Data scientists can over-trust explainability tools and put AI in production too soon

AI explainability and transparency are rated as the top concerns for regulators. Bias and fairness are increasingly top-of-mind, which raises the stakes on AI developers to be able to interrogate and understand their models.

There are a host of tools that have been developed – IBM’s AI Explainability 360, Google’s What-If tool and LIME (Local Interpretable Model-Agnostic Explanations) from the University of Washington, for example. These tools are designed to help data scientists understand the underlying model, its most important features and how it makes predictions.

New research raises concerns about how these tools are being used in practice.
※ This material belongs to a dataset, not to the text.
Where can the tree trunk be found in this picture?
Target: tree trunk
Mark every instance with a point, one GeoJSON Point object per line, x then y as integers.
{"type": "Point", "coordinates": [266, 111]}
Researchers from the University of Michigan and Microsoft undertook a series of studies — both in-depth, in-person tests as well as surveys — and found predictable, yet complex, failures with the use of explainability tools.

Explainability tools are intended to be used for purposes which are specific to AI, yet if data scientists don’t fully understand the capabilities of the tool or have an inaccurate mental model of what it can do, they can over-trust the model. Accurate and realistic expectations tend to result in more principled evaluations and careful decision making. This can make up for differences in experience between individual data scientists. In contrast, without accurate mental models, even the most experienced data scientists can miss red flags.

Visualization tools also turned out to be problematic. Visualization is powerful for highlighting errors and understanding performance. However, visualizations can also be distracting, provide false comfort and prevent people from digging deeper. The researchers point out that visualizations can provoke users to “think fast,” relying too easily on intuition and “system 1.” This refers to Kahneman’s cognitive processes for humans, where system 1 tries to make quick decisions in an automatic way while system 2 performs more deliberative reasoning and engages more deeply before making a decision. Visualizations can encourage faster, more intuitive decision making which was found to be error prone when people didn’t have an accurate understanding of the tool or where the model itself was complex.

Finally, social context is important. Many explainability tools are open source, creating a level of social acceptance and a sense that the tools were less fallible or that the results required less scrutiny. The ultimate outcome was that data scientists were biased towards putting AI into production too early, with less critique and more trust than was warranted.

These results might at first seem counterintuitive; they are certainly counter to the intent of the designers. But in many ways it’s what we should expect. Humans have complex motivations and there are often tensions between social, technical and cognitive factors. What’s interesting about this research is how significant the role of social expectations and design was on people’s ability to question manipulated (and absurd) outputs. The experience of the data scientists offered little protection against inaccurate expectations and wizzy visuals.

This research highlights how excellence in human-centered AI takes account of many different aspects of the AI development process, including helping data scientists with managing complex and competing objectives and tasks.